Dirk Koopman djk at tobit.co.uk
Thu Feb 23 12:49:34 GMT 2006


On Thu, 2006-02-23 at 11:20 +0000, Robin Barker wrote:

> Given that we were not given any such information about the type of data 
> that is held in alphas and betas then we cannot ignore the possibility 
> of duplicates. We may also be in the position that the order of the 
> results is also important so the sorted list with a binary search would 
> probably fail for both duplicates and results ordering.

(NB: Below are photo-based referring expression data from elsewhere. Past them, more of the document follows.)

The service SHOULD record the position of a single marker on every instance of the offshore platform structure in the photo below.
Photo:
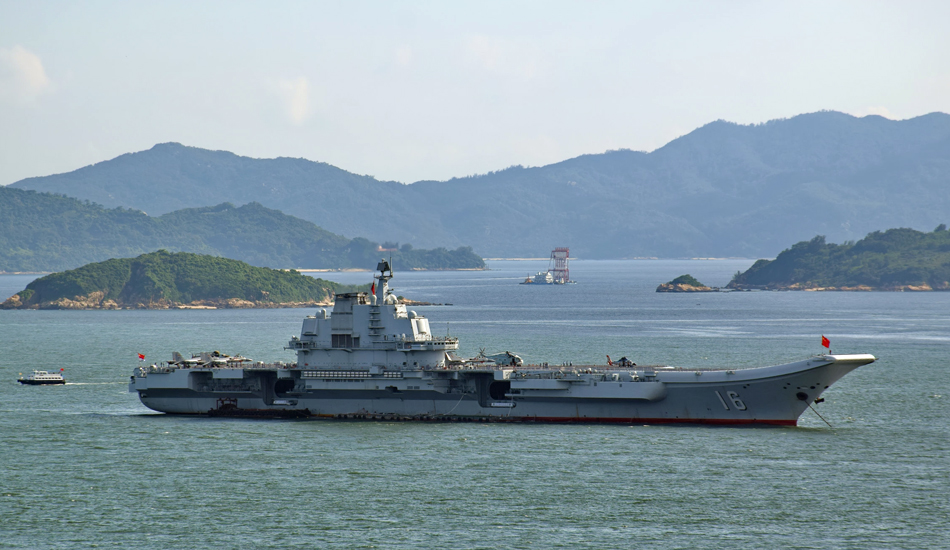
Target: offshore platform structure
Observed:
(561, 273)
(558, 272)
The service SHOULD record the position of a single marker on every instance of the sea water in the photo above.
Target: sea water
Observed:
(85, 465)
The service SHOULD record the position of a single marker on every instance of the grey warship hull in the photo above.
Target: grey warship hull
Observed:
(775, 395)
(373, 359)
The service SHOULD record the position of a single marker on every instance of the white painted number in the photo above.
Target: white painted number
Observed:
(734, 397)
(735, 400)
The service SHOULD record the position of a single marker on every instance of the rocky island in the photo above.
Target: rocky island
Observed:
(164, 280)
(685, 283)
(895, 260)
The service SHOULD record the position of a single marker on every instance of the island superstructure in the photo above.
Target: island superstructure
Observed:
(372, 358)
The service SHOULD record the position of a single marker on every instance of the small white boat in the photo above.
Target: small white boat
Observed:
(42, 378)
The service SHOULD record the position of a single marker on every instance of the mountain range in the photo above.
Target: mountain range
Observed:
(723, 190)
(46, 232)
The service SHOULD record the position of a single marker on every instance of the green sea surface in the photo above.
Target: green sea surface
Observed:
(85, 465)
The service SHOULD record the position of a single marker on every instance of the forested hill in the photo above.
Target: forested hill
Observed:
(161, 279)
(722, 190)
(45, 232)
(897, 259)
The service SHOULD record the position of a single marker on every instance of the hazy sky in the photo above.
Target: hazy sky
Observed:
(431, 90)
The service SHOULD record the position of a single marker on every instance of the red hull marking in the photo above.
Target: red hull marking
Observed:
(714, 421)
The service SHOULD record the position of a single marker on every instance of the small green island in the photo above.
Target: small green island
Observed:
(685, 283)
(165, 280)
(895, 260)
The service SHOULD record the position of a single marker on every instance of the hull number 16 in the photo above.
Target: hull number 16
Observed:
(733, 398)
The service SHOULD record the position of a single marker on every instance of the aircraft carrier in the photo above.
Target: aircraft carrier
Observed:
(371, 358)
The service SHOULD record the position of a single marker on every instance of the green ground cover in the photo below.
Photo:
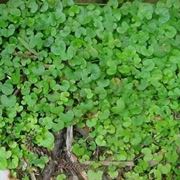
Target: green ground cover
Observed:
(108, 70)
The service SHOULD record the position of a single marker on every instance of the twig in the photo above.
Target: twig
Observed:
(108, 163)
(57, 151)
(72, 158)
(86, 4)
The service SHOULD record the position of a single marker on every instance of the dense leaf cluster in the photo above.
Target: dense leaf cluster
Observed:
(113, 71)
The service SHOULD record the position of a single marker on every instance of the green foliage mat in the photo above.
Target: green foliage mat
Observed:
(113, 71)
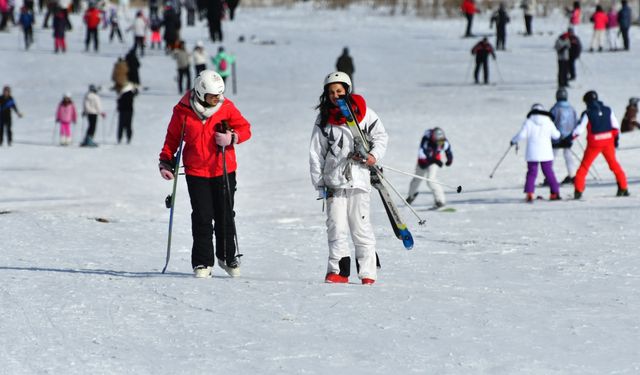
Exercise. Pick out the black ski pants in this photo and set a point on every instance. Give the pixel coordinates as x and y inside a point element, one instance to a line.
<point>91,34</point>
<point>484,64</point>
<point>124,125</point>
<point>91,129</point>
<point>212,211</point>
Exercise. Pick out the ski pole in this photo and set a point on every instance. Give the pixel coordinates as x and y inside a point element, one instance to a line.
<point>500,161</point>
<point>421,221</point>
<point>595,170</point>
<point>457,189</point>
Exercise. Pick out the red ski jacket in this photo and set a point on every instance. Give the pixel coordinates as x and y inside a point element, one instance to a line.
<point>201,156</point>
<point>92,18</point>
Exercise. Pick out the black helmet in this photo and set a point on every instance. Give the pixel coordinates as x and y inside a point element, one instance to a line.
<point>562,94</point>
<point>590,96</point>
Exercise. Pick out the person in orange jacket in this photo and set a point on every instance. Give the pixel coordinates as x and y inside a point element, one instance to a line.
<point>600,20</point>
<point>92,20</point>
<point>468,8</point>
<point>212,127</point>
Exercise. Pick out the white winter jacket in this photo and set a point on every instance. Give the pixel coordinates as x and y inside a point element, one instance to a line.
<point>92,104</point>
<point>331,145</point>
<point>538,130</point>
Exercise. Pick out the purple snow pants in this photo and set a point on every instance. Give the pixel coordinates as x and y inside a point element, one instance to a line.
<point>547,170</point>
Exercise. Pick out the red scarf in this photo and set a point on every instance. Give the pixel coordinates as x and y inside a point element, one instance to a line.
<point>358,107</point>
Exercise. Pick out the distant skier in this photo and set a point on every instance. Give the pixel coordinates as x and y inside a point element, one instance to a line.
<point>482,50</point>
<point>66,114</point>
<point>468,8</point>
<point>624,20</point>
<point>222,62</point>
<point>343,178</point>
<point>92,107</point>
<point>200,58</point>
<point>345,64</point>
<point>599,20</point>
<point>125,112</point>
<point>201,113</point>
<point>629,121</point>
<point>92,20</point>
<point>501,18</point>
<point>538,129</point>
<point>602,138</point>
<point>432,145</point>
<point>7,103</point>
<point>26,21</point>
<point>566,120</point>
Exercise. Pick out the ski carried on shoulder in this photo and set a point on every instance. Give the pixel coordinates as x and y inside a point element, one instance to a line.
<point>362,147</point>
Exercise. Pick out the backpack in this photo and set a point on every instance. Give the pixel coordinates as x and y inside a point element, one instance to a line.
<point>222,65</point>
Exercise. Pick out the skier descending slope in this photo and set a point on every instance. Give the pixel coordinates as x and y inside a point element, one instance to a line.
<point>342,177</point>
<point>201,110</point>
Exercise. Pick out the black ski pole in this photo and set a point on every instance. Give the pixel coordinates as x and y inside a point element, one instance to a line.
<point>500,161</point>
<point>171,199</point>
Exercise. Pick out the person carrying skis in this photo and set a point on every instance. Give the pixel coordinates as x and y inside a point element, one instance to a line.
<point>602,129</point>
<point>7,103</point>
<point>629,121</point>
<point>65,115</point>
<point>482,50</point>
<point>222,63</point>
<point>538,129</point>
<point>566,120</point>
<point>209,148</point>
<point>342,177</point>
<point>92,107</point>
<point>432,145</point>
<point>501,18</point>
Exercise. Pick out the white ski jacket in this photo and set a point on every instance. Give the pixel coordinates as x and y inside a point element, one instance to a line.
<point>331,146</point>
<point>538,130</point>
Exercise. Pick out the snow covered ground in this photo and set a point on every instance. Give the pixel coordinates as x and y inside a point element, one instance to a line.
<point>498,287</point>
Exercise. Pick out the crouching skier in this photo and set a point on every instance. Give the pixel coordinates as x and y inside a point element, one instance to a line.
<point>200,113</point>
<point>343,178</point>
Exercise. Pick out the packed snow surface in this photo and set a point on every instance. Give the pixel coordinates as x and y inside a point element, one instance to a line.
<point>497,287</point>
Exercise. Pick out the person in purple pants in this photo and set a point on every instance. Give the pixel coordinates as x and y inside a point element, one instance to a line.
<point>538,129</point>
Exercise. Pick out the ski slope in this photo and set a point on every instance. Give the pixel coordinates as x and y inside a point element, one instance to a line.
<point>498,287</point>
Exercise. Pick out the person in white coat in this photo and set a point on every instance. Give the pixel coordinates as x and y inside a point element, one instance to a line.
<point>342,177</point>
<point>538,129</point>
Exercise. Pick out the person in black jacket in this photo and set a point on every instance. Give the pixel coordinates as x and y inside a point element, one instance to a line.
<point>501,19</point>
<point>482,50</point>
<point>125,111</point>
<point>345,64</point>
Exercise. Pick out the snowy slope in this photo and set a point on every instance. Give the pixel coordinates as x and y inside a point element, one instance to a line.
<point>499,287</point>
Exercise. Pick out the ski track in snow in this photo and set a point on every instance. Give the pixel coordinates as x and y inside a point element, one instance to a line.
<point>497,287</point>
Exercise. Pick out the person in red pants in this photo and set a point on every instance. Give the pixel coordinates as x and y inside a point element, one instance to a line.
<point>602,138</point>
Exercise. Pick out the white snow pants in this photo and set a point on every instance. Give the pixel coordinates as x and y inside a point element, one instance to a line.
<point>430,172</point>
<point>568,159</point>
<point>348,211</point>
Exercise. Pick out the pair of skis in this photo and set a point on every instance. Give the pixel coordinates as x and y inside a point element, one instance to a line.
<point>378,181</point>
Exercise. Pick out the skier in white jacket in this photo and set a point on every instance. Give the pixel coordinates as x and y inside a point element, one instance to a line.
<point>343,178</point>
<point>538,129</point>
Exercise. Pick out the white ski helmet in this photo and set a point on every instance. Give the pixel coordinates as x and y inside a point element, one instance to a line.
<point>338,77</point>
<point>208,82</point>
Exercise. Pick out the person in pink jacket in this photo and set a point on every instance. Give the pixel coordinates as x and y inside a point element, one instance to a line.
<point>600,20</point>
<point>65,115</point>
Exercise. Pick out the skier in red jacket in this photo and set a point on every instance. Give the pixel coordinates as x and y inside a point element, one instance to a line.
<point>92,20</point>
<point>202,114</point>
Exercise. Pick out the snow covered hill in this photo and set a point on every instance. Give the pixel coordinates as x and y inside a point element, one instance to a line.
<point>498,287</point>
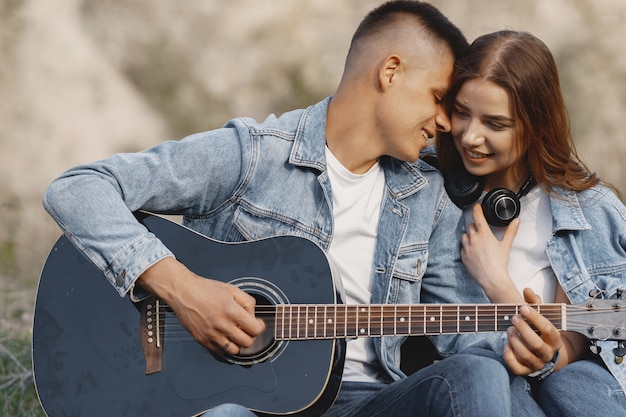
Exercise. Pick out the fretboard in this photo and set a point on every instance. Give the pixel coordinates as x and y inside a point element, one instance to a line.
<point>330,321</point>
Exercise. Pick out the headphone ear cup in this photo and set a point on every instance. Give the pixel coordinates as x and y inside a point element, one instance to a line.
<point>501,206</point>
<point>463,188</point>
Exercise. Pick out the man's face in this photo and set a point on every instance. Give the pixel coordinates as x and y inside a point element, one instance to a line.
<point>411,111</point>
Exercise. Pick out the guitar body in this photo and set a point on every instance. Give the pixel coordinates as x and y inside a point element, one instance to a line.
<point>88,359</point>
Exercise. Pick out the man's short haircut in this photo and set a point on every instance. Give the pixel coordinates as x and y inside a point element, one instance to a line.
<point>431,19</point>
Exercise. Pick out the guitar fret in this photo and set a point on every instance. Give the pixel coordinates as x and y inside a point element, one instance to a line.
<point>402,320</point>
<point>319,321</point>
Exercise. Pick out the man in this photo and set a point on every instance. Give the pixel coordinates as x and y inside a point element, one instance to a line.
<point>342,173</point>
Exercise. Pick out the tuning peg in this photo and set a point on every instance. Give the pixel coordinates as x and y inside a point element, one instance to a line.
<point>620,352</point>
<point>595,293</point>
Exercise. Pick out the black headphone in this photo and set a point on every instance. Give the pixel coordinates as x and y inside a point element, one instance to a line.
<point>500,205</point>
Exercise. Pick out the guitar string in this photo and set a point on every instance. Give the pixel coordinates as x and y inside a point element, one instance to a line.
<point>448,321</point>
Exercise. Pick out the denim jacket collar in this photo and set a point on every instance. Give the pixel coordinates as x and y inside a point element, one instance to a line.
<point>567,213</point>
<point>403,179</point>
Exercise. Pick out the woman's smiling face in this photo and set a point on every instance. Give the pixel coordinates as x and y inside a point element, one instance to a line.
<point>485,134</point>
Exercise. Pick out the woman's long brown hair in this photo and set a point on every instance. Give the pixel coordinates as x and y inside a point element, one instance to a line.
<point>524,66</point>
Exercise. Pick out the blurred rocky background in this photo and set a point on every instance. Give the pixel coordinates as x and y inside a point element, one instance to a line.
<point>82,79</point>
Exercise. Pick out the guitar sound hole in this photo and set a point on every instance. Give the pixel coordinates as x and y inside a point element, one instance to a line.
<point>265,346</point>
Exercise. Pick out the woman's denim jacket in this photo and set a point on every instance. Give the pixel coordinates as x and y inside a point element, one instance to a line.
<point>252,180</point>
<point>587,252</point>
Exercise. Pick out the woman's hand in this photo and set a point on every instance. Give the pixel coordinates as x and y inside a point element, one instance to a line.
<point>486,258</point>
<point>531,347</point>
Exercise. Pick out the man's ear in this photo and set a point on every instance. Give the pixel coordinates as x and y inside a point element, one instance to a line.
<point>389,71</point>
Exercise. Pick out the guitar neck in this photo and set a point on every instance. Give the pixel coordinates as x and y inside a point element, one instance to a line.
<point>331,321</point>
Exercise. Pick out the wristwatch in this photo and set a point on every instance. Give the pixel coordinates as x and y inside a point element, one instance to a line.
<point>547,369</point>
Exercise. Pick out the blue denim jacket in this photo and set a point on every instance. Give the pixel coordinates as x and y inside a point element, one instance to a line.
<point>252,180</point>
<point>587,252</point>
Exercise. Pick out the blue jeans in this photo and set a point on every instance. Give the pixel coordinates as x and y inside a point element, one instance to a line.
<point>459,386</point>
<point>583,388</point>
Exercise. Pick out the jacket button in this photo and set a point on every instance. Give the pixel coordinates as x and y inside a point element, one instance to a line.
<point>119,281</point>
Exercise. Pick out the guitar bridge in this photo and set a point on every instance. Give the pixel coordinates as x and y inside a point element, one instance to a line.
<point>151,325</point>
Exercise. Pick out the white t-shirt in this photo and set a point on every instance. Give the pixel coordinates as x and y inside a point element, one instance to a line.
<point>356,208</point>
<point>529,265</point>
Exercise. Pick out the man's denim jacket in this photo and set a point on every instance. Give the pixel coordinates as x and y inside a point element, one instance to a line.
<point>587,252</point>
<point>252,180</point>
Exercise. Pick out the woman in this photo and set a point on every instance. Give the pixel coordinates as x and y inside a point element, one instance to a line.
<point>510,136</point>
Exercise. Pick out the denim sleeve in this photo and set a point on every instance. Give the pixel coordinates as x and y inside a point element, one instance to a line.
<point>447,281</point>
<point>94,203</point>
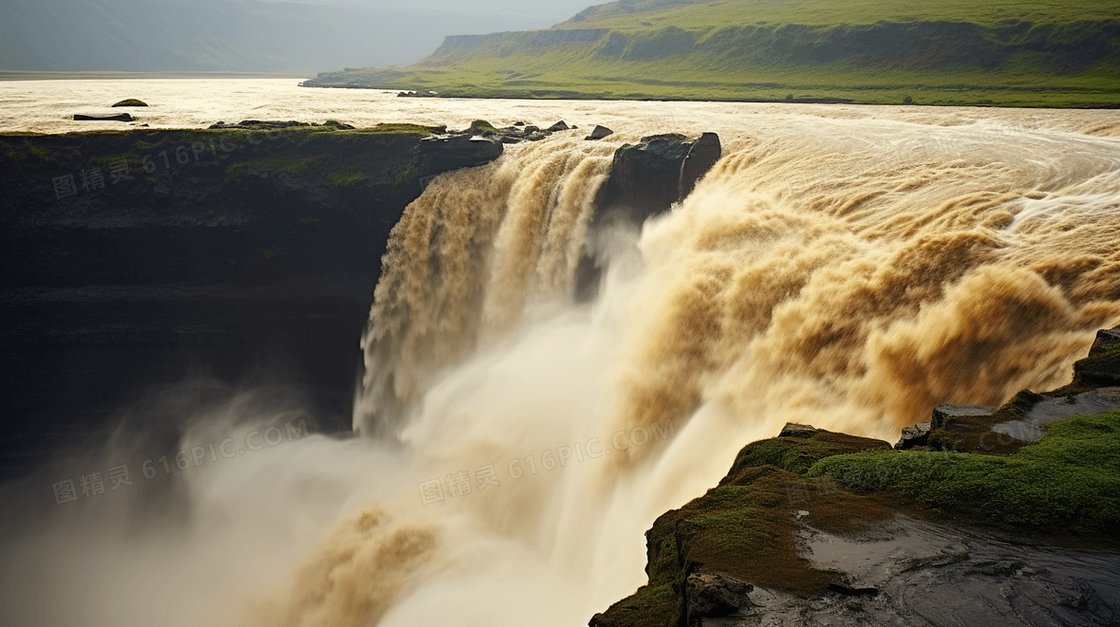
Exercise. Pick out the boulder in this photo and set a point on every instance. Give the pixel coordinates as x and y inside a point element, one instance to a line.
<point>1107,339</point>
<point>1102,365</point>
<point>712,595</point>
<point>701,157</point>
<point>795,430</point>
<point>945,414</point>
<point>599,132</point>
<point>917,436</point>
<point>114,118</point>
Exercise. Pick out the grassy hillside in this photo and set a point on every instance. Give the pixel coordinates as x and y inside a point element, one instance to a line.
<point>1034,54</point>
<point>627,15</point>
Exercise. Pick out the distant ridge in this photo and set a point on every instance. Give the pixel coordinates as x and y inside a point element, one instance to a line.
<point>957,52</point>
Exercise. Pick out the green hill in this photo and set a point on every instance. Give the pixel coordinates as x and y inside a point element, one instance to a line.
<point>955,52</point>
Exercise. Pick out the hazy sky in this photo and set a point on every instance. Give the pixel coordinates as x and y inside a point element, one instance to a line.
<point>549,11</point>
<point>300,36</point>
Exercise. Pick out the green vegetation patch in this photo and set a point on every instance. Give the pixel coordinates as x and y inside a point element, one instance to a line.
<point>1070,479</point>
<point>346,177</point>
<point>745,527</point>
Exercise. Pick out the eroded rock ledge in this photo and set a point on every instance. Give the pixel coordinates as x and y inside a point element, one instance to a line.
<point>809,523</point>
<point>146,256</point>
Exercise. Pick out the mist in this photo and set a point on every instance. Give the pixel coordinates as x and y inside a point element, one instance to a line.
<point>245,36</point>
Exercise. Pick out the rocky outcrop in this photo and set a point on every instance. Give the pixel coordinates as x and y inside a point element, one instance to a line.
<point>795,430</point>
<point>1102,364</point>
<point>946,414</point>
<point>646,178</point>
<point>138,259</point>
<point>105,118</point>
<point>711,595</point>
<point>1095,387</point>
<point>598,132</point>
<point>917,436</point>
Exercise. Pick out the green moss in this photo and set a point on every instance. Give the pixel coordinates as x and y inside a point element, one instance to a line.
<point>1070,479</point>
<point>346,177</point>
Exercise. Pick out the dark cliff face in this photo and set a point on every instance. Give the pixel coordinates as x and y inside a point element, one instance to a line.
<point>145,258</point>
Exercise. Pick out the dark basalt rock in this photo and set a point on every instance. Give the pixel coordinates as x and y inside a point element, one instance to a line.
<point>599,132</point>
<point>239,253</point>
<point>113,118</point>
<point>1102,365</point>
<point>917,436</point>
<point>944,414</point>
<point>794,430</point>
<point>269,125</point>
<point>646,178</point>
<point>715,595</point>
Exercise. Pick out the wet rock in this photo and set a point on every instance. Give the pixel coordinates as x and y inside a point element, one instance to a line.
<point>701,157</point>
<point>852,591</point>
<point>1045,411</point>
<point>1102,365</point>
<point>647,177</point>
<point>712,595</point>
<point>232,264</point>
<point>599,132</point>
<point>945,415</point>
<point>917,436</point>
<point>114,118</point>
<point>1107,339</point>
<point>795,430</point>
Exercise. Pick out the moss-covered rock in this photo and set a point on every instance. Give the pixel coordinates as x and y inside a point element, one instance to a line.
<point>1067,480</point>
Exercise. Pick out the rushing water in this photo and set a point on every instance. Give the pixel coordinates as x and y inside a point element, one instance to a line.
<point>847,267</point>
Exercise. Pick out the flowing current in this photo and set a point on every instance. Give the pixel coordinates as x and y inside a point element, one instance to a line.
<point>849,273</point>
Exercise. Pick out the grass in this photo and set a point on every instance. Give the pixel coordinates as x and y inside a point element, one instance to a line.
<point>829,12</point>
<point>813,49</point>
<point>1070,479</point>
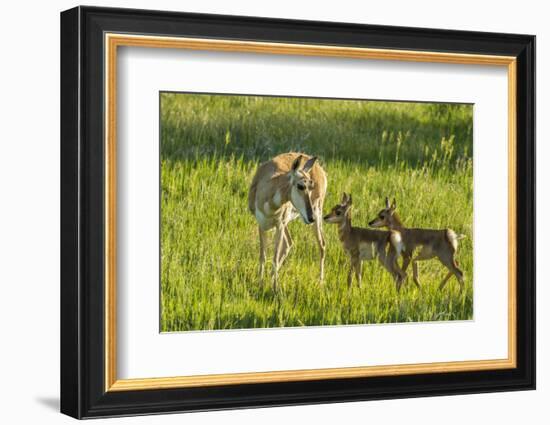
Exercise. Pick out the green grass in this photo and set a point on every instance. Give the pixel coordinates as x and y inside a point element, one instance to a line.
<point>210,147</point>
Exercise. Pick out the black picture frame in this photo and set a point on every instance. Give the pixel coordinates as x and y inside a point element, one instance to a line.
<point>82,212</point>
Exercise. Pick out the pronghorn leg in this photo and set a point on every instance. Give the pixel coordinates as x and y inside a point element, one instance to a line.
<point>445,279</point>
<point>321,242</point>
<point>350,273</point>
<point>406,262</point>
<point>389,262</point>
<point>279,238</point>
<point>358,271</point>
<point>452,265</point>
<point>424,254</point>
<point>287,244</point>
<point>263,236</point>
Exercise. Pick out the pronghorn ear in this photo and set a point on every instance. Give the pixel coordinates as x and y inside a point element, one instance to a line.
<point>310,162</point>
<point>296,163</point>
<point>344,198</point>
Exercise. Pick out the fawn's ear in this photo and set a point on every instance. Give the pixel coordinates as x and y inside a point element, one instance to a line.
<point>344,199</point>
<point>309,164</point>
<point>296,163</point>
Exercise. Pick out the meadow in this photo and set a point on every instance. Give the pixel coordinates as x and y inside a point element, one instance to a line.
<point>211,145</point>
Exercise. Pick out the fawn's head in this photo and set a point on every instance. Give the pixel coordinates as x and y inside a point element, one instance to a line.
<point>341,211</point>
<point>385,216</point>
<point>301,185</point>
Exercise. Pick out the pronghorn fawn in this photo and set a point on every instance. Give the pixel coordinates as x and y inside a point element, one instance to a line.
<point>441,244</point>
<point>365,244</point>
<point>288,186</point>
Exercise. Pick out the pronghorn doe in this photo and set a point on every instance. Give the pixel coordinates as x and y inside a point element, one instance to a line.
<point>282,190</point>
<point>441,243</point>
<point>366,244</point>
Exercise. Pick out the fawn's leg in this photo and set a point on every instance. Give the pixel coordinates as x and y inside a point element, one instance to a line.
<point>450,262</point>
<point>424,254</point>
<point>263,236</point>
<point>350,273</point>
<point>358,271</point>
<point>318,231</point>
<point>287,244</point>
<point>279,237</point>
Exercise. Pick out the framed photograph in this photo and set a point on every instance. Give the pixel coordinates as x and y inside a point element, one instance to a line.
<point>260,212</point>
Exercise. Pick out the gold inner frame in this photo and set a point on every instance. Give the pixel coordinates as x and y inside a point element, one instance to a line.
<point>113,41</point>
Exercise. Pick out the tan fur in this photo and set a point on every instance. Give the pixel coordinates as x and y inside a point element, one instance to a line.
<point>366,244</point>
<point>433,243</point>
<point>270,201</point>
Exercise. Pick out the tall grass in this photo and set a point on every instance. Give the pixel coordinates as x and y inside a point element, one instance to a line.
<point>210,147</point>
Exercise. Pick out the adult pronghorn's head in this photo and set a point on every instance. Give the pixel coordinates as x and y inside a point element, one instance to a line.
<point>301,185</point>
<point>340,211</point>
<point>385,217</point>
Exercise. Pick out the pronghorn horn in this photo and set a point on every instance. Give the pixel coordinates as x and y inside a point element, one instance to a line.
<point>296,163</point>
<point>344,198</point>
<point>310,162</point>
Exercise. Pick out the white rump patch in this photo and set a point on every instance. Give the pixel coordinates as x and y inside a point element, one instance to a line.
<point>367,250</point>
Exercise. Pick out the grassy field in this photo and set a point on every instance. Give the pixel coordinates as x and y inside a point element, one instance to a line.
<point>421,154</point>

What is interesting about this little problemette is not the various
solutions proffered (including my little piece of perlish whimsy [using
the same name many ways], produced out of boredom) but the fact that
everybody seems to have missed the fact that this was obviously designed
as a thought experiment to see how a candidate's mind works. There is no
'right' answer, because there are no constraints offered - methinks
deliberately.
 
> -----
> >     foreach my $alpha ( @alphas ) {
> >         foreach my $beta ( @betas ) {
> >             if ( $alpha == $beta ) {
> >                 push @results, $beta;
> >             }
> >         }
> >     }
> 

It seems curious, at least to me, that most of the discussion seems
centred much more on changing the offered problem, rather than actually
offering solutions. 

It reminds me so much of that cartoon where what is wanted is a simple
car tyre swing hanging from a tree branch; then showing the process of
obtaining the "IT" solution in a storyboard. Which, after many
iterations going through various bits of the IT dept, is: cutting the
tree horizontally through the trunk, raising the top half a few feet
with the aid of a "skyhook", hanging the tyre with two ropes, each rope
attached to branches on opposite sides of the trunk with the tyre
swinging in the gap between the top half of the tree and the base.